3. Institute of Radiation Medicine, Academy of Military Medicine, Academy of Military Sciences, Beijing Key Laboratory of Radiobiology, Beijing 100850 China
4. College of Life Sciences, Hebei University, Baoding 071002 China.
5. School of Public Health, University of South China, Hengyang 421001 China
Publication Type:Journal Article
Keywords: Ionizing radiation; Lung epithelial cells; Dendritic cells; T cells; Antigen presentation
From: Chinese Journal of Radiological Health 2022;31(6):657-662
CountryChina
Language:Chinese
Abstract: Objective To explore dendritic cells (DCs)-mediated antigen presentation for radiation-injured cells by using the in vitro cell co-culture technology to simulate the in vivo microenvironment of the lung tissue. Methods ⁶⁰Co γ-irradiated mouse lung epithelial cells (MLE-12) were cultured with bone marrow-derived DCs and/or splenic T lymphocytes for 48 hours. Flow cytometry was used to measure the expression levels of costimulatory molecules (CD80/86) and antigenic peptide recognition complexes (the major histocompatibility complex [MHC] class Ⅰ/Ⅱ) on DCs and T cell activation markers (CD69/28/152) as well as the numbers of CD4⁺ and CD8⁺ T cells. Results ⁶⁰Co γ irradiation significantly increased the apoptosis rate of MLE-12 cells in a dose-dependent manner, and significantly stimulated the expression of CD80/86 and MHC Ⅱ on DCs, without direct activation of T cells.
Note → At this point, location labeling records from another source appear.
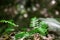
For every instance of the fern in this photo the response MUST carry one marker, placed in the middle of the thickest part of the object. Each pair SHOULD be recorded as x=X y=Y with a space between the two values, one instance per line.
x=38 y=27
x=9 y=28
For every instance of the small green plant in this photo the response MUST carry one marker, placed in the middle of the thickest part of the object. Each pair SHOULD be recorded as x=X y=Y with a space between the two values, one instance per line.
x=9 y=28
x=38 y=27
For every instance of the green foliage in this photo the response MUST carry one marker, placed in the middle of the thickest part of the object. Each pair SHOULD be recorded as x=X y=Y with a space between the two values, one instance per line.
x=41 y=28
x=8 y=22
x=9 y=28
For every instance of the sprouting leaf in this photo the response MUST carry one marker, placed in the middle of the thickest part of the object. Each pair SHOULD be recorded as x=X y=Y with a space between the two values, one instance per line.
x=9 y=22
x=21 y=35
x=33 y=22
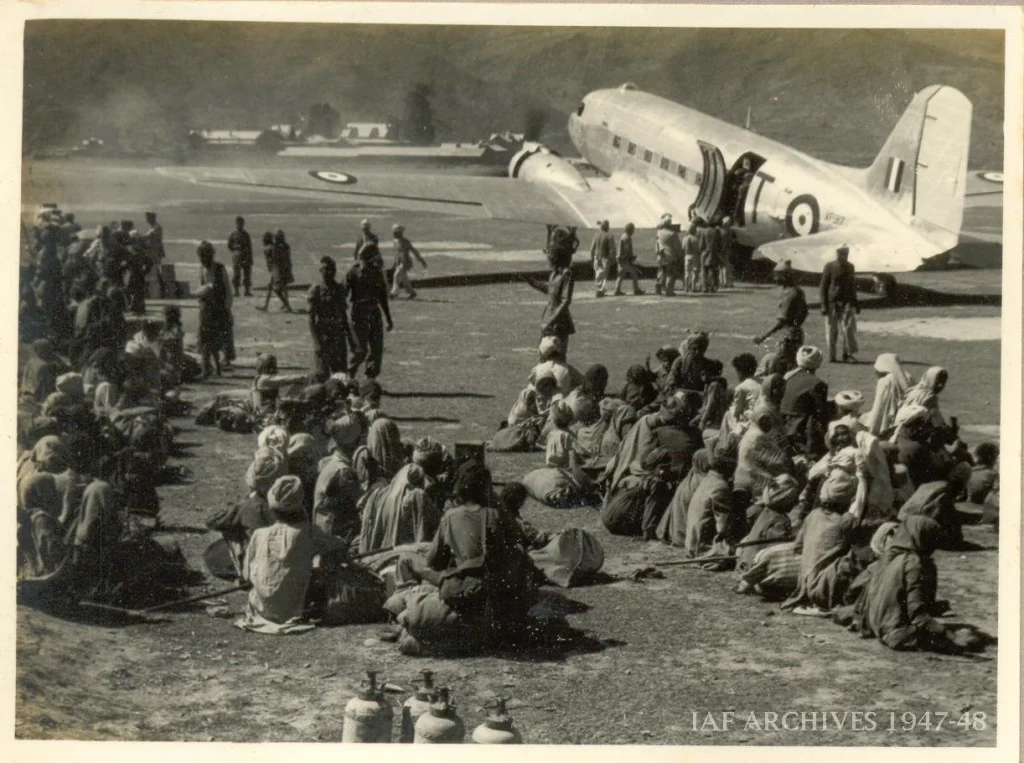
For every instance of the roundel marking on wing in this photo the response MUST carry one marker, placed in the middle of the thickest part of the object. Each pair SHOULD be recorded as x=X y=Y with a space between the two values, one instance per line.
x=803 y=215
x=339 y=178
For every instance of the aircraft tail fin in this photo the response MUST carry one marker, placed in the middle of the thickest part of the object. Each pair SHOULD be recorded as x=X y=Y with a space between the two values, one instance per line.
x=921 y=173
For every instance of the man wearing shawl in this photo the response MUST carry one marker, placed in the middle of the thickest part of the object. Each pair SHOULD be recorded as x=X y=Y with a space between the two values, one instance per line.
x=805 y=405
x=761 y=459
x=591 y=436
x=280 y=562
x=823 y=540
x=689 y=371
x=898 y=604
x=404 y=510
x=640 y=440
x=337 y=492
x=890 y=390
x=639 y=391
x=713 y=524
x=672 y=528
x=383 y=456
x=926 y=393
x=867 y=450
x=937 y=500
x=768 y=519
x=239 y=522
x=484 y=579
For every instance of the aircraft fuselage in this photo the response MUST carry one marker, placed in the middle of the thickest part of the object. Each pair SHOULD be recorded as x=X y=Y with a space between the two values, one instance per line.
x=687 y=161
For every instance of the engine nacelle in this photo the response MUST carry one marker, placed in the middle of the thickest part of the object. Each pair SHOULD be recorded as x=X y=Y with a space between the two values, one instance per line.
x=537 y=163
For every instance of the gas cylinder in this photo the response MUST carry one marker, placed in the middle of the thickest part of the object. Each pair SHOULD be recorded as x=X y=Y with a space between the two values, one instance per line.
x=440 y=725
x=417 y=705
x=497 y=729
x=369 y=715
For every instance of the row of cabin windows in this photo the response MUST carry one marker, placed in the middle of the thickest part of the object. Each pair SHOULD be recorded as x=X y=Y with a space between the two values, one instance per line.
x=666 y=163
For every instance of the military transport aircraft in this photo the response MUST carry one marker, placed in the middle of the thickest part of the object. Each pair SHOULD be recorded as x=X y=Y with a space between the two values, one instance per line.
x=656 y=157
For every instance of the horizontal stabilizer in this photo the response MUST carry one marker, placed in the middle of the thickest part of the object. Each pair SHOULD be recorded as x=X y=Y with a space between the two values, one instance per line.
x=871 y=250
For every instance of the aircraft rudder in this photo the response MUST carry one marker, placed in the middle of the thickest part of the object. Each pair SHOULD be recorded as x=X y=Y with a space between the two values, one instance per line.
x=920 y=174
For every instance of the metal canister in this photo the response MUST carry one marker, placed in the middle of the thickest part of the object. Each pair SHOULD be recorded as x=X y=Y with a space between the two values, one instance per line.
x=417 y=705
x=441 y=725
x=369 y=715
x=497 y=728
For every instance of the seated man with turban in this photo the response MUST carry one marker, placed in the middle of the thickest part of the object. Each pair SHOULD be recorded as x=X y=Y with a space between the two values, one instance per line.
x=279 y=562
x=824 y=539
x=337 y=490
x=240 y=521
x=478 y=581
x=805 y=405
x=404 y=510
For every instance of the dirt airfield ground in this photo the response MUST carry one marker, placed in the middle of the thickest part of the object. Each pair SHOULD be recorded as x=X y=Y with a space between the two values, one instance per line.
x=648 y=655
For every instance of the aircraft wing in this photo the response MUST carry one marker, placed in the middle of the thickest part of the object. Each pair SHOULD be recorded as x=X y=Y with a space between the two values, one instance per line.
x=613 y=199
x=871 y=250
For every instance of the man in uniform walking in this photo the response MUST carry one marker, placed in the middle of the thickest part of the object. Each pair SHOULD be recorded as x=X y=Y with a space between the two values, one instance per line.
x=602 y=253
x=627 y=261
x=403 y=253
x=792 y=314
x=726 y=271
x=839 y=304
x=368 y=295
x=240 y=244
x=669 y=250
x=366 y=237
x=329 y=323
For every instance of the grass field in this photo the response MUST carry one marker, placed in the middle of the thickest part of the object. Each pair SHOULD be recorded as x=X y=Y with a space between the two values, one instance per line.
x=650 y=653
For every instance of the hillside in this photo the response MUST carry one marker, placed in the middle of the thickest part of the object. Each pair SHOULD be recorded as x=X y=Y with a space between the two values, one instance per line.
x=834 y=93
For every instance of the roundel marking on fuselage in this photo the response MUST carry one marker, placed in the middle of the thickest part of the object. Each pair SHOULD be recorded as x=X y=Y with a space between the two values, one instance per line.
x=339 y=178
x=803 y=215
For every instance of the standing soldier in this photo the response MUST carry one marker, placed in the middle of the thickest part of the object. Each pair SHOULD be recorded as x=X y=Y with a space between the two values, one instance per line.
x=670 y=256
x=792 y=313
x=728 y=252
x=368 y=295
x=153 y=242
x=839 y=304
x=709 y=254
x=240 y=244
x=137 y=266
x=366 y=237
x=279 y=262
x=329 y=323
x=602 y=254
x=627 y=260
x=403 y=252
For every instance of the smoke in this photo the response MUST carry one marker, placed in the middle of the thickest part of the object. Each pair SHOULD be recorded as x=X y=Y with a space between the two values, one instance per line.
x=534 y=123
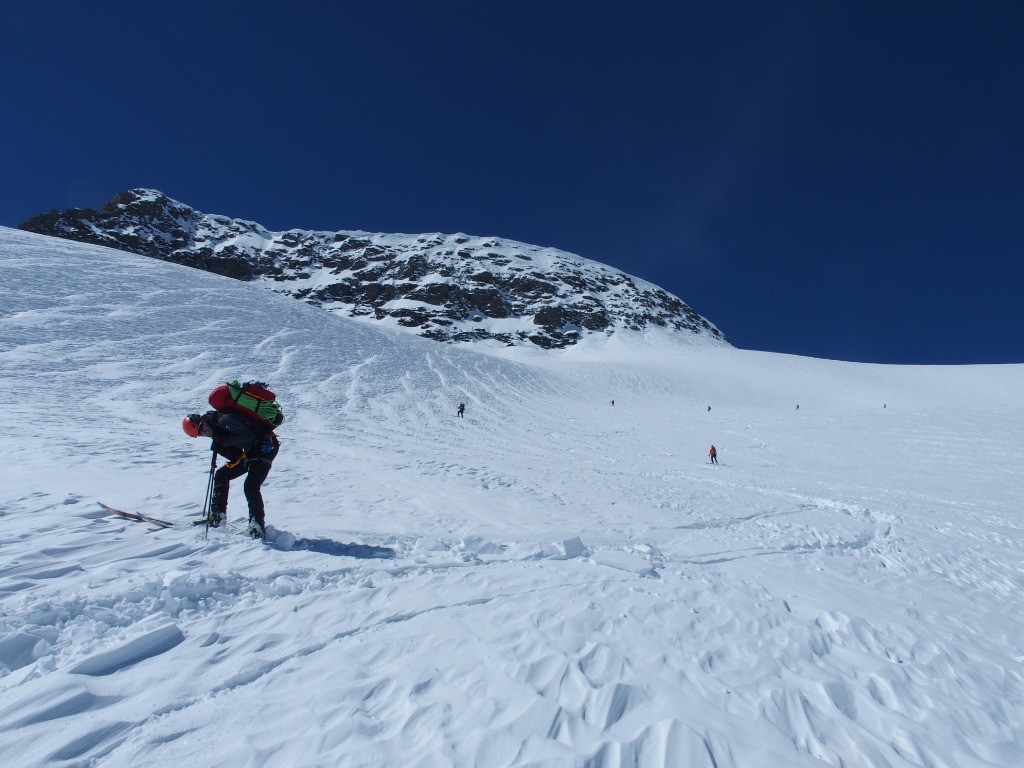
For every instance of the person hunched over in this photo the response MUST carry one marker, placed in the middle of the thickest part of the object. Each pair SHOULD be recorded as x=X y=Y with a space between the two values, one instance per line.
x=250 y=446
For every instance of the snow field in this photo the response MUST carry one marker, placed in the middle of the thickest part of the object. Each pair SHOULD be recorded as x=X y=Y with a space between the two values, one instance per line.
x=844 y=590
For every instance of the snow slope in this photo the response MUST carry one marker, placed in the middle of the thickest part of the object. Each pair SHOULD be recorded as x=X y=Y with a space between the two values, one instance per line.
x=571 y=585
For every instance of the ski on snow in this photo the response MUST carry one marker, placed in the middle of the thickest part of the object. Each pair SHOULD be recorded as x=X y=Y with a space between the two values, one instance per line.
x=135 y=516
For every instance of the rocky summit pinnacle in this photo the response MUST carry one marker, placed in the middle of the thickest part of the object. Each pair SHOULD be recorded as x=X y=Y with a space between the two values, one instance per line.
x=450 y=288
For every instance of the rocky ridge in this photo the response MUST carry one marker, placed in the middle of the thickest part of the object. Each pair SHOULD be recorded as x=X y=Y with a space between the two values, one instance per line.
x=451 y=288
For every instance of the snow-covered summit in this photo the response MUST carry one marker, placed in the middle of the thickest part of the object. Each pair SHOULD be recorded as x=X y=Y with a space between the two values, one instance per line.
x=444 y=287
x=571 y=586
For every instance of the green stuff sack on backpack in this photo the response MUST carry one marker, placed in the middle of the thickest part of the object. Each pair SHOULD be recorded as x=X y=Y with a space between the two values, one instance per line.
x=251 y=398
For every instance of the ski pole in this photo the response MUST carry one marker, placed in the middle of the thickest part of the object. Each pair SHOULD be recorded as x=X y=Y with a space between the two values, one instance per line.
x=208 y=501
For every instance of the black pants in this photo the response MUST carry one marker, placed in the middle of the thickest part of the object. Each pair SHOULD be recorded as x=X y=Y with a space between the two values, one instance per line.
x=255 y=471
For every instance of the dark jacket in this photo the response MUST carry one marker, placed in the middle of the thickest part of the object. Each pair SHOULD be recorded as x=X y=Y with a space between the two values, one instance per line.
x=235 y=434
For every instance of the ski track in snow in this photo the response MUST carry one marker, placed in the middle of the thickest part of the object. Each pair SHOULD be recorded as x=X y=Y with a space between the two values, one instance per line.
x=844 y=590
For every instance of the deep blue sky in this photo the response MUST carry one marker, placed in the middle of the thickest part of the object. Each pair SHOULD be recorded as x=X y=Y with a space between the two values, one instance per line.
x=834 y=179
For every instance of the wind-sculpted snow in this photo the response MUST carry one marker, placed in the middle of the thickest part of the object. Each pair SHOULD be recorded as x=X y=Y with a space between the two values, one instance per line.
x=551 y=581
x=452 y=288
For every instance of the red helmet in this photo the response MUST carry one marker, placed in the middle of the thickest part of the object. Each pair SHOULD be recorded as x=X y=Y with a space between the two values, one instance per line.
x=190 y=425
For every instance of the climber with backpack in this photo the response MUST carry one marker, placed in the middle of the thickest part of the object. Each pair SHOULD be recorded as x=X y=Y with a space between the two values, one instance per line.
x=241 y=428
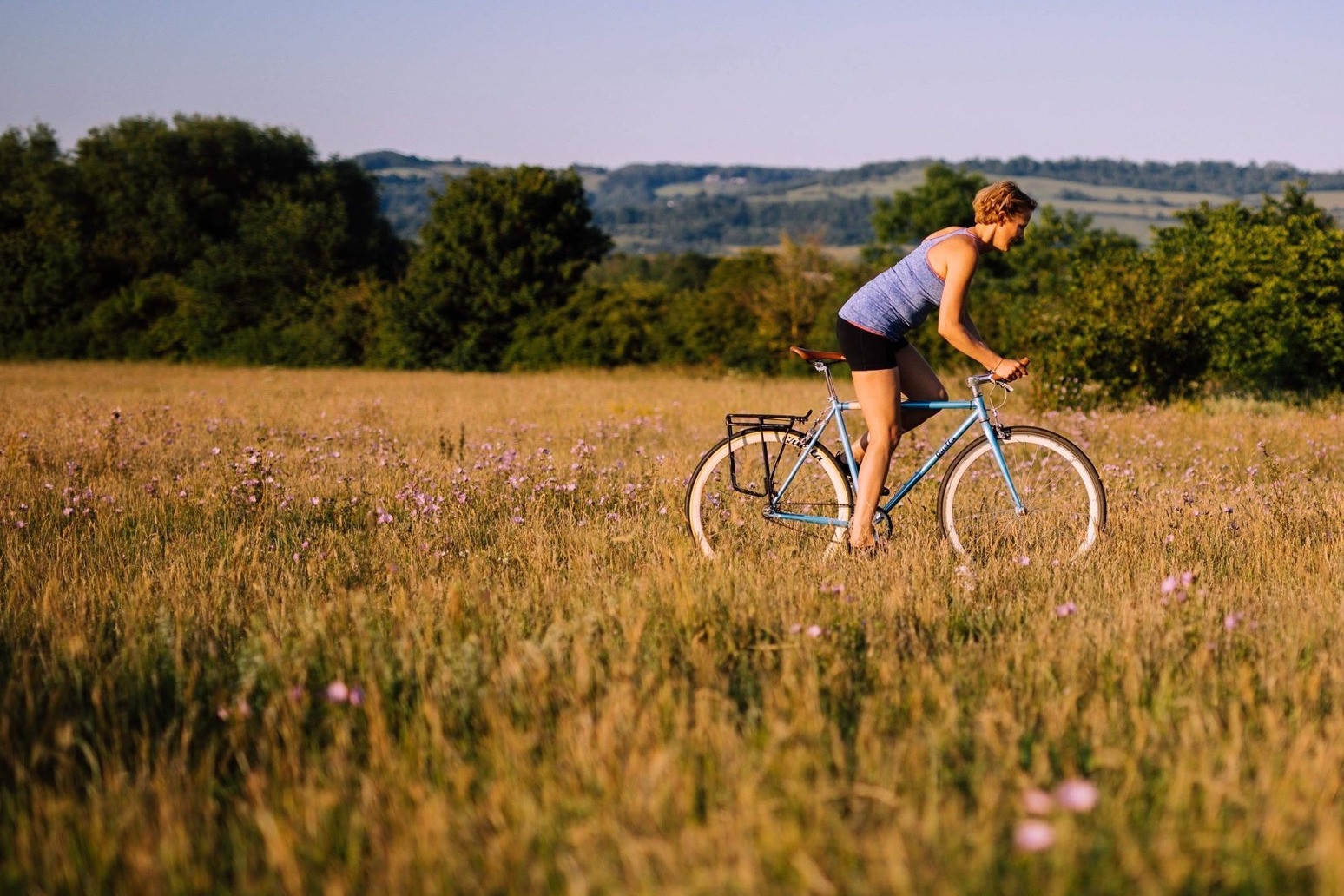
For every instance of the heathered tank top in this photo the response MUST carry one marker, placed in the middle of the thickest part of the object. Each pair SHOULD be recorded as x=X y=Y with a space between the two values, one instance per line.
x=897 y=300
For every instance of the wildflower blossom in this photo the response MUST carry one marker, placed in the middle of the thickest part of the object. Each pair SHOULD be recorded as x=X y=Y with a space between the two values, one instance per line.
x=1077 y=795
x=1034 y=836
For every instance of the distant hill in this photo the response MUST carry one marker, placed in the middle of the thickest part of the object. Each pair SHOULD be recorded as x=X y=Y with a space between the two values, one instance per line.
x=718 y=208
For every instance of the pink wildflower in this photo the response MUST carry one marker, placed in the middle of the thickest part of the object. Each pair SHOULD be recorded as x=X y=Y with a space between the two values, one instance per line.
x=1077 y=794
x=1034 y=836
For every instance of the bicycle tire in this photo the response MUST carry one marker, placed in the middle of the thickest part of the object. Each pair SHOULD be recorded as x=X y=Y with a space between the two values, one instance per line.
x=725 y=520
x=1064 y=497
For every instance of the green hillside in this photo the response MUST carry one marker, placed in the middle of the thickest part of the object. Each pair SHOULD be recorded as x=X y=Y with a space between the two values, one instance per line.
x=716 y=208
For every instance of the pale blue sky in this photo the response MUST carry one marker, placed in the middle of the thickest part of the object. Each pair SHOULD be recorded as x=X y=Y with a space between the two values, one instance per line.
x=790 y=82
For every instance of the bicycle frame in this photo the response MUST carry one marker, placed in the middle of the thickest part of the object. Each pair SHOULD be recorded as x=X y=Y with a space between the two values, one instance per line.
x=978 y=412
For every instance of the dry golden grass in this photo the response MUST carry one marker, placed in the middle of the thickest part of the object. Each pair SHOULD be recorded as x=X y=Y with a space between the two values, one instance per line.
x=541 y=687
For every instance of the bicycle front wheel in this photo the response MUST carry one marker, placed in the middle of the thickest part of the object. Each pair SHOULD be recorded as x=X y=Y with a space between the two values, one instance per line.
x=728 y=500
x=1064 y=500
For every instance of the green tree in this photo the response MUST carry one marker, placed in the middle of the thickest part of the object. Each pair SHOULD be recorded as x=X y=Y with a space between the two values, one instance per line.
x=1269 y=287
x=500 y=247
x=43 y=279
x=198 y=238
x=942 y=201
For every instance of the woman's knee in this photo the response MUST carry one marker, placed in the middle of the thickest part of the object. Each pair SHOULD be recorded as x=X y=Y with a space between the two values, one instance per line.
x=883 y=437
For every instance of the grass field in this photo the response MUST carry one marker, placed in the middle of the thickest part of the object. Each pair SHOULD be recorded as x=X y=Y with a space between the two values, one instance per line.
x=353 y=631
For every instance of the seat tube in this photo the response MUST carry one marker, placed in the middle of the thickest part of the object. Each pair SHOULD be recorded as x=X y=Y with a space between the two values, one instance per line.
x=998 y=453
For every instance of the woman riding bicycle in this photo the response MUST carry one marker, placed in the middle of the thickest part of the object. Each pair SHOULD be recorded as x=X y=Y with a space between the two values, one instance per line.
x=873 y=323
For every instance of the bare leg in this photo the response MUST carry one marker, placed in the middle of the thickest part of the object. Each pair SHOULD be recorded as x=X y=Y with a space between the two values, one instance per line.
x=878 y=394
x=919 y=383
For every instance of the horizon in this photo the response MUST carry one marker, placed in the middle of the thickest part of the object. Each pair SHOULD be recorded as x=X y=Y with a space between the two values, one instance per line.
x=787 y=83
x=463 y=160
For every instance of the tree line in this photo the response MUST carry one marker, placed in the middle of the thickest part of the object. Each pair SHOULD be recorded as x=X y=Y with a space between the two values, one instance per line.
x=214 y=240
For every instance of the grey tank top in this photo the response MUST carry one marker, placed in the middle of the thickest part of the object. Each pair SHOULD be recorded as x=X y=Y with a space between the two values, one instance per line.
x=897 y=300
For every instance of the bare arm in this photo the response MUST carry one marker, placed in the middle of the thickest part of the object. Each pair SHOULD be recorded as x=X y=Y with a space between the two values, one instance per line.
x=954 y=321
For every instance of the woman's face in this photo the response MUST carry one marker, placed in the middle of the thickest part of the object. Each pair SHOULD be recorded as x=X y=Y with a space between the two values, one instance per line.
x=1011 y=233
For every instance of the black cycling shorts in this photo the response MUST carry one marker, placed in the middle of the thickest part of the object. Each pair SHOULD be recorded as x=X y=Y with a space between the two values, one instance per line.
x=865 y=350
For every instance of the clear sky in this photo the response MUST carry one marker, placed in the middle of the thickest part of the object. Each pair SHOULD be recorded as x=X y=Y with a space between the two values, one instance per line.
x=787 y=82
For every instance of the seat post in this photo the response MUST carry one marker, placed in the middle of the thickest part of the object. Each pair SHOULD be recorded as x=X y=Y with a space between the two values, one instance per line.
x=831 y=385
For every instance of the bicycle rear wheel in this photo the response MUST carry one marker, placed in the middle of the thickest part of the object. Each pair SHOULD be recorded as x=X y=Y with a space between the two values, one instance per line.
x=726 y=500
x=1064 y=498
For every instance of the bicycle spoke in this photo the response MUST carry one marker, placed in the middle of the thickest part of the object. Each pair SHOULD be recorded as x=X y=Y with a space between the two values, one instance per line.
x=1062 y=500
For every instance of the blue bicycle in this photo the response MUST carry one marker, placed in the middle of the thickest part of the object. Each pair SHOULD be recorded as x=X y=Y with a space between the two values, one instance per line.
x=1015 y=492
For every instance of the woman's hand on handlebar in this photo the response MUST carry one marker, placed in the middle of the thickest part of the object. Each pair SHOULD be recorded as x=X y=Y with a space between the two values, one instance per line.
x=1008 y=368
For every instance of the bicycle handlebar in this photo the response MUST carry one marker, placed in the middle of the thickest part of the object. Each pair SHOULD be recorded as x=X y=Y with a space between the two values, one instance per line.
x=988 y=378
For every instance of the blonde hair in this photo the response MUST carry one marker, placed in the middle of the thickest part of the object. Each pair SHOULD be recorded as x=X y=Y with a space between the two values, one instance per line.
x=1000 y=203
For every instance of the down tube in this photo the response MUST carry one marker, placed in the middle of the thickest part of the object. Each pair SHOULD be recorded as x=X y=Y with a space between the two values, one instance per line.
x=937 y=456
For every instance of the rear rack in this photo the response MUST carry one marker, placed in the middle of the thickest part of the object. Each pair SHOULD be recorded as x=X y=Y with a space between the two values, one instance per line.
x=743 y=424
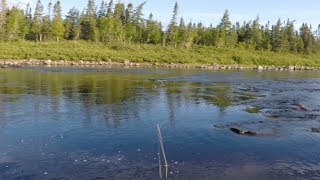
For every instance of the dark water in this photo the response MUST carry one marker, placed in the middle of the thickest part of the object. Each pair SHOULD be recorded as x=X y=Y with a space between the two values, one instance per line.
x=92 y=123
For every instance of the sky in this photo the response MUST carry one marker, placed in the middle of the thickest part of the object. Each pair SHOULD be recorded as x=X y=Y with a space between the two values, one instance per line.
x=210 y=11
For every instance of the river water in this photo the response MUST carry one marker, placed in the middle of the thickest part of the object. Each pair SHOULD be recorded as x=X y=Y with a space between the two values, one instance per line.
x=100 y=123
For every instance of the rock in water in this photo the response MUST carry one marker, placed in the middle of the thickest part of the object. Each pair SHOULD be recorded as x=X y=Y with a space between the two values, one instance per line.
x=238 y=131
x=47 y=62
x=218 y=126
x=302 y=107
x=315 y=130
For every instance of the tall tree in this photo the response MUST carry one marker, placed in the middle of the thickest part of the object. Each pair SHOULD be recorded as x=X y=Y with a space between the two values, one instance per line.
x=16 y=24
x=110 y=9
x=46 y=28
x=57 y=22
x=307 y=37
x=3 y=19
x=89 y=30
x=103 y=10
x=72 y=24
x=37 y=24
x=172 y=32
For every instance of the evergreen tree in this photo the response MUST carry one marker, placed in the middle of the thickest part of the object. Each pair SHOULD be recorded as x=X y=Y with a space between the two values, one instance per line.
x=89 y=30
x=118 y=20
x=57 y=23
x=3 y=14
x=276 y=37
x=172 y=32
x=102 y=11
x=307 y=37
x=37 y=24
x=72 y=25
x=139 y=22
x=223 y=30
x=109 y=9
x=291 y=35
x=46 y=28
x=16 y=25
x=153 y=31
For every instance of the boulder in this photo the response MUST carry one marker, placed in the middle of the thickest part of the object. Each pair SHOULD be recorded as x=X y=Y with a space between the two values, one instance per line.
x=241 y=132
x=47 y=62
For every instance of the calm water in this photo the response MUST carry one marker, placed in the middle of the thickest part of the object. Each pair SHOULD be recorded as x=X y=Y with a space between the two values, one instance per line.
x=93 y=123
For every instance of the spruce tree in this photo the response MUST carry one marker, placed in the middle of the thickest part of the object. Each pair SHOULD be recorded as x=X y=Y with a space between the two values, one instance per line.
x=3 y=14
x=172 y=32
x=16 y=24
x=37 y=24
x=57 y=22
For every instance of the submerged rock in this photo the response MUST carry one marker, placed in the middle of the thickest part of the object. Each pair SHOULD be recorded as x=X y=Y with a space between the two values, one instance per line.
x=219 y=126
x=241 y=132
x=302 y=107
x=272 y=116
x=315 y=130
x=253 y=110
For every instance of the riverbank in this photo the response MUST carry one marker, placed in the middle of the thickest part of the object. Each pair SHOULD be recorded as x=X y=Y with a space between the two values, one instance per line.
x=86 y=53
x=127 y=63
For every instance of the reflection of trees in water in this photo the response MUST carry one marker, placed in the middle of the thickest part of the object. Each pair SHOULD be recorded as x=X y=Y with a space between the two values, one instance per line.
x=118 y=97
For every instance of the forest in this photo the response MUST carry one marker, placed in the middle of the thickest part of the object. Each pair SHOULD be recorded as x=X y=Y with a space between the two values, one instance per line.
x=115 y=23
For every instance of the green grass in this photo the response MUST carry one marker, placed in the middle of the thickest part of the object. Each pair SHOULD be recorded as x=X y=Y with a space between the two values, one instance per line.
x=70 y=50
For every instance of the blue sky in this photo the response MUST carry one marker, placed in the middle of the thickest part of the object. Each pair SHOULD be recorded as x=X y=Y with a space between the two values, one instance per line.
x=210 y=11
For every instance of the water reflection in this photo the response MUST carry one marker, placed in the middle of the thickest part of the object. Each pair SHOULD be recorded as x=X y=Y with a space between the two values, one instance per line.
x=102 y=122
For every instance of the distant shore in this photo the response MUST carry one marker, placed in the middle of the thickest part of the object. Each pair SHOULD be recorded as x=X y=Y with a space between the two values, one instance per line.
x=127 y=63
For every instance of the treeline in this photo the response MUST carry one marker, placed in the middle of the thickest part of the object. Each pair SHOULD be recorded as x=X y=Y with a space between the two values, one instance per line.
x=124 y=23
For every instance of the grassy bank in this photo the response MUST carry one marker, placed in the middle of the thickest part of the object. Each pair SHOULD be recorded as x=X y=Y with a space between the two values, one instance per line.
x=75 y=51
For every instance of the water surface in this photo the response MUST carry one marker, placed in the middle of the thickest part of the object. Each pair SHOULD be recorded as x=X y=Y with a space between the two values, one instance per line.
x=100 y=123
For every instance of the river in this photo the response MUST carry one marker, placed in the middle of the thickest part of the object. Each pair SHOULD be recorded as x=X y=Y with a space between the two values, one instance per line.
x=100 y=123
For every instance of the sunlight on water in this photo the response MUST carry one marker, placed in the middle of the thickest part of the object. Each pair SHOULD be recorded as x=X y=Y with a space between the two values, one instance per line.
x=88 y=123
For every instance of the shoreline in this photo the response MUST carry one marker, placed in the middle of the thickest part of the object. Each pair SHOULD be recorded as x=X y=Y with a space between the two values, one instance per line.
x=127 y=63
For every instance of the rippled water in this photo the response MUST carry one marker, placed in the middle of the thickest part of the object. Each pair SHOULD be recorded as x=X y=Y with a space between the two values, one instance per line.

After γ (6 Gy)-irradiated MLE-12 cells were co-cultured with DCs and T lymphocytes for 48 h, there were significant increases in the expression of CD69 and CD28 on T cells, the numbers of CD4⁺ and CD8⁺ T cells, and the expression of CD86 and MHC I on DCs, as compared with the control groups. Conclusion Radiation-injured cells can stimulate antigen presentation by DCs and activate T cells.